Google
 

Trailing-Edge - PDP-10 Archives - decuslib10-05 - 43,50337/23/store.rno
There is 1 other file named store.rno in the archive. Click here to see a list.
.title ^^STORE - A SIMPLE TEXT ORIENTED DATA BASE HANDLER
.spacing 1
.nojustify
.left margin 5
.paper size 55,65
.indent -5
STORE - A SIMPLE TEXT ORIENTED DATA BASE HANDLER
.skip 1
By Jacob Palme, Swedish National Defense Research Institute.
.skip 1
.indent -5
ABSTRACT
.skip 1
STORE is a simple data base handler written in SIMULA.
STORE is primarily used through two procedures,
PUTMESSAGE and GETMESSAGE. PUTMESSAGE stores a message under a
key in the data base, GETMESSAGE retrieves a message for a given
key from the data base. Both message and key can be variable
length text strings.
Any structuring of key and message into fields is up to the user,
not done by the STORE program.
.skip 1
The strings are stored in a direct access file on secondary storage.
The system uses a combination of hashing and binary trees to find
the place of a message in the data base.
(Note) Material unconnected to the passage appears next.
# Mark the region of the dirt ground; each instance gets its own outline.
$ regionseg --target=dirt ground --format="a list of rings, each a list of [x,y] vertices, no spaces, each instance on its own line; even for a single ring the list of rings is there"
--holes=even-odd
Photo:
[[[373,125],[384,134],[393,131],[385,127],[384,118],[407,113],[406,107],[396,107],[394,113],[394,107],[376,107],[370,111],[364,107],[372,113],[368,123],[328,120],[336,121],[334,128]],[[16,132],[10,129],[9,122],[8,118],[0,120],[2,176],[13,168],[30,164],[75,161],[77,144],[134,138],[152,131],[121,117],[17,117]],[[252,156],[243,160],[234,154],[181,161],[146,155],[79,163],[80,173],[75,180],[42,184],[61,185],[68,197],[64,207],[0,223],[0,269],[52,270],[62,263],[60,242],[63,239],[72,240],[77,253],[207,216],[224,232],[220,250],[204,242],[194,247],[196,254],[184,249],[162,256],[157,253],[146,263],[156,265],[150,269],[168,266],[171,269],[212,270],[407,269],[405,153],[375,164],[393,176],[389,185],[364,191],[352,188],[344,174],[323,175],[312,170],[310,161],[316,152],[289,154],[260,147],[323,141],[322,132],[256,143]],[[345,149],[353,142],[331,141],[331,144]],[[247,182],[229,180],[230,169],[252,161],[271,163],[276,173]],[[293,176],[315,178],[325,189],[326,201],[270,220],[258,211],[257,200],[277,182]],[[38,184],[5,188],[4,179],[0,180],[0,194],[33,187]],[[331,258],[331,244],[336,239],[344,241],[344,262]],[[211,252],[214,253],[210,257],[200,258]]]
Hashing to get high efficiency,
binary trees to allow unlimited growth of the data base.
.skip 1
The system is designed with the goal of being easy to use for a
programmer and having as few restrictions as possible.
.skip 1
.indent -5
PUTTING AND GETTING MESSAGES
.SKIP 1
You store a message into the data base by calling the
.break
BOOLEAN PROCEDURE PUTMESSAGE(KEY, MESSAGE);
.break
TEXT KEY, MESSAGE;
.skip 1
KEY and MESSAGE should both be TEXT variables of arbitrary
contents and length.
The length of KEY should however not be larger than 400.
.skip 1
The value of PUTMESSAGE will be TRUE if the message could be stored
in the data base, FALSE if this was not possible because of a too
long key or because there already was a message in the data base
under the same key.
.skip 1
If you want to overwrite a previous message with the same key
in the data base, you should set the switch REMOVE to TRUE.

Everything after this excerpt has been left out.